During Friday’s bandh in Muzzaffarpur, called by the Vishwa Hindu Parishad to protest the Godhra carnage, a group of hooligans tried to enter the Company Bagh mosque and vandalise it.
A senior police official, who was present on the spot when the incident occurred, said that when the word spread about the bid by the hooligans to enter the mosque, almost 100 Hindus converged on the spot from the nearby Goriamath and Sariyaganj area and challenged them.
A tussle broke out in which quite few Hindus were injured while guarding the mosque, but the hooligans had to beat a hasty retreat in face of stiff resistance, he said.

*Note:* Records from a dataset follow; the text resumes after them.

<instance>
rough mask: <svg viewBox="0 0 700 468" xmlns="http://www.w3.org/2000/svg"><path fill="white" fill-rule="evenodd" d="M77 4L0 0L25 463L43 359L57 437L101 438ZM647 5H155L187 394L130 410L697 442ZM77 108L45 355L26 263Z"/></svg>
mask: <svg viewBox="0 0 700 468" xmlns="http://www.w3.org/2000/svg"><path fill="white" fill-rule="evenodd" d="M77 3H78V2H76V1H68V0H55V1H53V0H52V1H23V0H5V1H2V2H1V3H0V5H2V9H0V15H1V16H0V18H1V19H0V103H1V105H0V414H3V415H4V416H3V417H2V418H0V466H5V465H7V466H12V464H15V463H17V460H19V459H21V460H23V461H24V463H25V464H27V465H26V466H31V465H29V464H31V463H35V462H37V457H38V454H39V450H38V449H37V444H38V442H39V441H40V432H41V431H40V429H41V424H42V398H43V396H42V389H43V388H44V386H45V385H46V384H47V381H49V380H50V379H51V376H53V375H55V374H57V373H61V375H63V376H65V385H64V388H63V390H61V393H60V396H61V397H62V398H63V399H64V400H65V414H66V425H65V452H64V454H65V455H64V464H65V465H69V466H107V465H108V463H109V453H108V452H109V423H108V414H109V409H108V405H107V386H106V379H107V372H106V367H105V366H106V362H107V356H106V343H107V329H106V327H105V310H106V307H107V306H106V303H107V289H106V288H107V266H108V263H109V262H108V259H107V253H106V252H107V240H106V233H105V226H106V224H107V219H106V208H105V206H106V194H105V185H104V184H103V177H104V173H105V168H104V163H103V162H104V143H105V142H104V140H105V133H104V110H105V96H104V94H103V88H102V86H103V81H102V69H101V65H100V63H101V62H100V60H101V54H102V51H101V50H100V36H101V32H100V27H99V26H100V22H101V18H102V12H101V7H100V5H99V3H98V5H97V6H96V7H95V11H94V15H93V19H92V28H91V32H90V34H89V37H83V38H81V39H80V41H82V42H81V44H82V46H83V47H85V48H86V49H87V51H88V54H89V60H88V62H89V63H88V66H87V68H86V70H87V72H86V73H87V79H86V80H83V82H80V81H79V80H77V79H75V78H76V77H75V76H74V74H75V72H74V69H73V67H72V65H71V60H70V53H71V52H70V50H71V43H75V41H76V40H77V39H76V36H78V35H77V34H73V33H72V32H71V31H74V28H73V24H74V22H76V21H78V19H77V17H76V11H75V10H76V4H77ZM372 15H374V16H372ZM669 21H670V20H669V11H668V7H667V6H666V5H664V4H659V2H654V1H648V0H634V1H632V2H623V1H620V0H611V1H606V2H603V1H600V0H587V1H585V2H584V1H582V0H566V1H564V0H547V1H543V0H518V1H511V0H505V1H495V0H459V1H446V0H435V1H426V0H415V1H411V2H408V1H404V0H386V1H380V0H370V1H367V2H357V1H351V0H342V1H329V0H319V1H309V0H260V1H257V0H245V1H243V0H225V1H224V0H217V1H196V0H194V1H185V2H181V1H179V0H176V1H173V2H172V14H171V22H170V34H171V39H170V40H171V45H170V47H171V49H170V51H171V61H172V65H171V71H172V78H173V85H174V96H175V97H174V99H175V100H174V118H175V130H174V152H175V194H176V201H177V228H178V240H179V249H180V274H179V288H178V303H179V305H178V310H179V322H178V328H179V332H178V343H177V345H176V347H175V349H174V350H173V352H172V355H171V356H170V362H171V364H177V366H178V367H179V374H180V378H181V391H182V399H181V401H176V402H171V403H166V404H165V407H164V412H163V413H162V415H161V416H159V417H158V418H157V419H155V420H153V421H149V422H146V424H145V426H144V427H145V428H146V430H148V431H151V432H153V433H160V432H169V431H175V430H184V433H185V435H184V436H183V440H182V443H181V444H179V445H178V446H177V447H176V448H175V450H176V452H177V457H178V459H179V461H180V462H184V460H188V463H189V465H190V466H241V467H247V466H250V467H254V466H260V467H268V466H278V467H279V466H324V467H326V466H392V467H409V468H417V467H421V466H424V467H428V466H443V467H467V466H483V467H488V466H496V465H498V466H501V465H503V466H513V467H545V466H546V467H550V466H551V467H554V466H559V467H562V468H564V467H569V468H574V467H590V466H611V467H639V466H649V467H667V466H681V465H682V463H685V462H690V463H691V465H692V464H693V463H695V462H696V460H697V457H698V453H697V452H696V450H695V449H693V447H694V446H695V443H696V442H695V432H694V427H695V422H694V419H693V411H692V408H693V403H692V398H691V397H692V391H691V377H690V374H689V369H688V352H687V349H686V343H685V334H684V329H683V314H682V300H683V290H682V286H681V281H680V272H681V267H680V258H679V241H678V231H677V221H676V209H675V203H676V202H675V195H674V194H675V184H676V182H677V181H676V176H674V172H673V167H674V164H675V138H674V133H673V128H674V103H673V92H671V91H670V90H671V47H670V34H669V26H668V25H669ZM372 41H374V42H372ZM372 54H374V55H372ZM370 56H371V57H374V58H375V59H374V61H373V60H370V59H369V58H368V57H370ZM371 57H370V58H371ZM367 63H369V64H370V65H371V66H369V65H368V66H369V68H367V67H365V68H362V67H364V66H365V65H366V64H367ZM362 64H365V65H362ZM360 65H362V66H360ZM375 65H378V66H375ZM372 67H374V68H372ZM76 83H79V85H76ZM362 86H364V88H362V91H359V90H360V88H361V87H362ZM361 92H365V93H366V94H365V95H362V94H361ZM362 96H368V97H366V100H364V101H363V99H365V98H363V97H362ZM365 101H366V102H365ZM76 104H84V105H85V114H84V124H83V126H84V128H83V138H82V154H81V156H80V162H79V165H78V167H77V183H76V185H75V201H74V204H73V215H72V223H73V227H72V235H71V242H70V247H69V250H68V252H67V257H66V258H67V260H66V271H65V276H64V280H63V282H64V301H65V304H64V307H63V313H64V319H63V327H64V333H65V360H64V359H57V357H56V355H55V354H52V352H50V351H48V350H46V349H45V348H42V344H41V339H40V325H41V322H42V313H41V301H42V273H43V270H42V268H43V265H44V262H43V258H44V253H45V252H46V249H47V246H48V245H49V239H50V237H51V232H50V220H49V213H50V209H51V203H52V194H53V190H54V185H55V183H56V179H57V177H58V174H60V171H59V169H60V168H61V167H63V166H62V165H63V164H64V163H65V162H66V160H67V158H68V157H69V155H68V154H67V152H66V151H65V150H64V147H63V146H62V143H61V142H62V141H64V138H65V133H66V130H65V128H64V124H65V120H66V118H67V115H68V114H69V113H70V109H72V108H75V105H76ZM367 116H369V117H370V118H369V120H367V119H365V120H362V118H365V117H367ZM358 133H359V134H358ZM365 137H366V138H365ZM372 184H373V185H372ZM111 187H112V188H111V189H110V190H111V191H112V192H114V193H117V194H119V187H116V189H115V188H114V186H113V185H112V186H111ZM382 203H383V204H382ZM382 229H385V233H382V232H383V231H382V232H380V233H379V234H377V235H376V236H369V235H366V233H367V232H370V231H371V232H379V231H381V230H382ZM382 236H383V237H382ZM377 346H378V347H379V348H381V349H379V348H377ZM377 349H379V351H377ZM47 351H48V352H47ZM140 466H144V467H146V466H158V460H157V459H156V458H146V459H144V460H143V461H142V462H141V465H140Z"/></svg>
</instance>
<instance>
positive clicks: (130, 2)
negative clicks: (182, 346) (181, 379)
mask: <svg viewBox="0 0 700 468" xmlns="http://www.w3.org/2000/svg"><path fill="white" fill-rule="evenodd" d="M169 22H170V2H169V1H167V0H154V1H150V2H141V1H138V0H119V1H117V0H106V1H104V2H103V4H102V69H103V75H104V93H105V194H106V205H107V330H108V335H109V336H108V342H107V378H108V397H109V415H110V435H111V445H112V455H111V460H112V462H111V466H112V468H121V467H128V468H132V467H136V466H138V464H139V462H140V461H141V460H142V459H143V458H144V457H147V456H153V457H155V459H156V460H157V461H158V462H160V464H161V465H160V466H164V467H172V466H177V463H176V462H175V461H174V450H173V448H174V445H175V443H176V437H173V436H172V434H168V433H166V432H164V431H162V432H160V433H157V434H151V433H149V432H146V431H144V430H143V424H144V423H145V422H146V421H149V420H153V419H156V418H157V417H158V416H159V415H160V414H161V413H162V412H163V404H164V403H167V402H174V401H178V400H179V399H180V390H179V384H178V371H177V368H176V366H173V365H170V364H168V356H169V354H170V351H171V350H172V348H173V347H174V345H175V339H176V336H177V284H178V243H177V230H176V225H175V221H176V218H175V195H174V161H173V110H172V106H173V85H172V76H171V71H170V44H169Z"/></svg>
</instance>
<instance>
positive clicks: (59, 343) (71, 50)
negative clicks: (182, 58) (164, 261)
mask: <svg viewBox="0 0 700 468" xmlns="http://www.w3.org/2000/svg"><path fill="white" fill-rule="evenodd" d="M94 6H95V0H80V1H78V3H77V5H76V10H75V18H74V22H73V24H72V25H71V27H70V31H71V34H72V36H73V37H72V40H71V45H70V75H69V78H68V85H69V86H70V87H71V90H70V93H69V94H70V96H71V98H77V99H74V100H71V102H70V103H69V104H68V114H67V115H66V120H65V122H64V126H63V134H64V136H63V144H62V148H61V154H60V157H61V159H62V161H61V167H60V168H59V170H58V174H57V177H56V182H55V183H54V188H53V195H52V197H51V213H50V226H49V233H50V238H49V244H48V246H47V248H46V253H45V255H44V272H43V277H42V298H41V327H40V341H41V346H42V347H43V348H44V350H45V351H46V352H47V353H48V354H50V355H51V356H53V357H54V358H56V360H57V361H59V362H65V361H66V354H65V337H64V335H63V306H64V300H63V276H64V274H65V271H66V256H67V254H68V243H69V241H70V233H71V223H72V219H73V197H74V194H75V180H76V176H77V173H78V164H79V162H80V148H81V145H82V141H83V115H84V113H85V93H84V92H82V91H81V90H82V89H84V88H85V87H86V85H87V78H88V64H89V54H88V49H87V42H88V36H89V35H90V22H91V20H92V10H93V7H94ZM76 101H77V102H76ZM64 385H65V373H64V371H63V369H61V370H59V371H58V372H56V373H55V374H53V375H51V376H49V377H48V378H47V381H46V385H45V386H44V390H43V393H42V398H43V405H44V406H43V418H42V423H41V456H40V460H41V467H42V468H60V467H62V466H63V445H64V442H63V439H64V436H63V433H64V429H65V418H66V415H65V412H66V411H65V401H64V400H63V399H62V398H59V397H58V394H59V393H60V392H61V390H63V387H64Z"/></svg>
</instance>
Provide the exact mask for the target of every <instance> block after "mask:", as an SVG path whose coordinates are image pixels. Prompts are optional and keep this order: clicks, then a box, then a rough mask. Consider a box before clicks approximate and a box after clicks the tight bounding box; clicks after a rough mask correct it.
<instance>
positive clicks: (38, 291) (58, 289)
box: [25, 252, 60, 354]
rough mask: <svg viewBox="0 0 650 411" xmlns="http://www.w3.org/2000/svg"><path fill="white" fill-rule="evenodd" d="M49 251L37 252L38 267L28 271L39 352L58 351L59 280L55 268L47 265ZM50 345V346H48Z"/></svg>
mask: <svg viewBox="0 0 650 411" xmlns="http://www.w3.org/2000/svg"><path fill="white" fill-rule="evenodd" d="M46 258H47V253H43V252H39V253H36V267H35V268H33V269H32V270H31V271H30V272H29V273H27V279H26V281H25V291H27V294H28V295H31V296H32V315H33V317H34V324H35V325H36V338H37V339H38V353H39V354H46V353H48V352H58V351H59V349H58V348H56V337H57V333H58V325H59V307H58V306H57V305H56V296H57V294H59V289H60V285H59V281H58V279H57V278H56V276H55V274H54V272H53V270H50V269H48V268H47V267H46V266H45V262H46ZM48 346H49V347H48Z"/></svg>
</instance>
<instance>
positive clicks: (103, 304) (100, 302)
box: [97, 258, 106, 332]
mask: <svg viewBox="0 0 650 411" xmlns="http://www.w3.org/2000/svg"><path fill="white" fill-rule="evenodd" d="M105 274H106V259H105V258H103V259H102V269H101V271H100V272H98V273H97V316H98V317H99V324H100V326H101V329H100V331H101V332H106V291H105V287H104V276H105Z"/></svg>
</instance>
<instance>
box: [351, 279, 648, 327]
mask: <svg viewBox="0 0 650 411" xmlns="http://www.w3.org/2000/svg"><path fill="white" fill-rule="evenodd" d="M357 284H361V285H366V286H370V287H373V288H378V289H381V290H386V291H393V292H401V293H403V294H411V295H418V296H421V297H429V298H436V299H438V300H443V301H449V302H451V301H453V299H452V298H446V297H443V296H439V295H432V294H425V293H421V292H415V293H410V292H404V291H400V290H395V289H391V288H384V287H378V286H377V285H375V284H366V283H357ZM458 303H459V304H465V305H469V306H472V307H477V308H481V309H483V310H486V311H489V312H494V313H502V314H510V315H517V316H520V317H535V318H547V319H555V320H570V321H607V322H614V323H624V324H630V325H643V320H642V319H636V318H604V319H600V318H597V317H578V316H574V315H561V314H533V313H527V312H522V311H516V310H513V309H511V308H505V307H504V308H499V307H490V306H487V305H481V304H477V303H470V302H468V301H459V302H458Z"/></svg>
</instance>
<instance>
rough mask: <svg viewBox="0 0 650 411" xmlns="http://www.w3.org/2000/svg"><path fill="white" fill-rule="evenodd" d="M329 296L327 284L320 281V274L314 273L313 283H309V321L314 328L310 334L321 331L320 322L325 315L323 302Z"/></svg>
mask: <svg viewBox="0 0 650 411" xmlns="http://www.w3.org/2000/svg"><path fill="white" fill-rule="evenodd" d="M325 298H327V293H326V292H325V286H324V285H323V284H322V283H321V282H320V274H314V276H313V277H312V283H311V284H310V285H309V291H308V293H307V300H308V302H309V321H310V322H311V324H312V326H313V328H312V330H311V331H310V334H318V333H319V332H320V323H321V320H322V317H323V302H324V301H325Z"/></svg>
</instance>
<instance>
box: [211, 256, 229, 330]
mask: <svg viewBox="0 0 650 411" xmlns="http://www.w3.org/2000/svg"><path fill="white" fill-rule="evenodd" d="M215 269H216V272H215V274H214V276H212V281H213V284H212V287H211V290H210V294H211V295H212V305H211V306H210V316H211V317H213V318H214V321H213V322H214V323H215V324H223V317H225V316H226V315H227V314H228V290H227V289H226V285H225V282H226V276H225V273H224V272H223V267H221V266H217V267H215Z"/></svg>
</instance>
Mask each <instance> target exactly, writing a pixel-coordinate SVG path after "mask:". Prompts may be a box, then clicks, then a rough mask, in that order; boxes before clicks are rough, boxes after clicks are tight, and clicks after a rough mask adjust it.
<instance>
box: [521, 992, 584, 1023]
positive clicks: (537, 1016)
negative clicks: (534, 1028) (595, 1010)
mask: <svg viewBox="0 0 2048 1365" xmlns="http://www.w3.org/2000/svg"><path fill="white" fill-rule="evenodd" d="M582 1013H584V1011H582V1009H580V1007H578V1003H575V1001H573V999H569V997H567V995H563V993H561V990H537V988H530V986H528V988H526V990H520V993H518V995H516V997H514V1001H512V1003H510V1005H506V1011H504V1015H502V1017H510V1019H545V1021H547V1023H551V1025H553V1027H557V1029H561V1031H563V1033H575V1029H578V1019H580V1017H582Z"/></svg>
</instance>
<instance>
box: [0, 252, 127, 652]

By the time police reinforcement came in, the hooligans had done the vanishing act.
Muzzafarpur has the distinction of never having witnessed a communal riot.
“Thanks to timely intervention of local Hindus a major incident was averted,” a senior police officer said, heaving a sigh of relief.
[This one also from March 2, 2002]
Muslim woman comes to Hindus’ rescue
Press Trust of India
Ahmeabad, March 2: Three Hindus, two cameramen and a driver of a television agency, owe their life to the compassion of a Muslim woman, who remained untouched by the communal virus of hatred.
If Amit Rathore, Sushil Parikh (cameramen of a private television agency) and their driver Manohar Singh are alive today, they owe their lives to this Muslim woman of Danilimda area, whose name unfortunately they do not know.
“We were at Danilimda area of the city on February 27 and were caught in the crossfire between the two communities. Our car and camera were set on fire by a mob even as another group burnt alive three persons in front our eyes” , Rathore told PTI in presence of police commissioner P C Pandey.
Rathore said the woman gave them food and water and told them not to worry. She had a family including four girls and her husband. Asked whether the woman knew they were Hindus, Rathore answered in the affirmative saying the Muslim woman and her family were quite “untouched†by the hatred pervading the city.
They were finally rescued by Pandey, who personally went to Danilimda. Asked about the incident, the city police chief said he only did his duty and gave full credit to the Muslim woman who by giving the three mediamen shelter for four hours when everything was burning around saved them.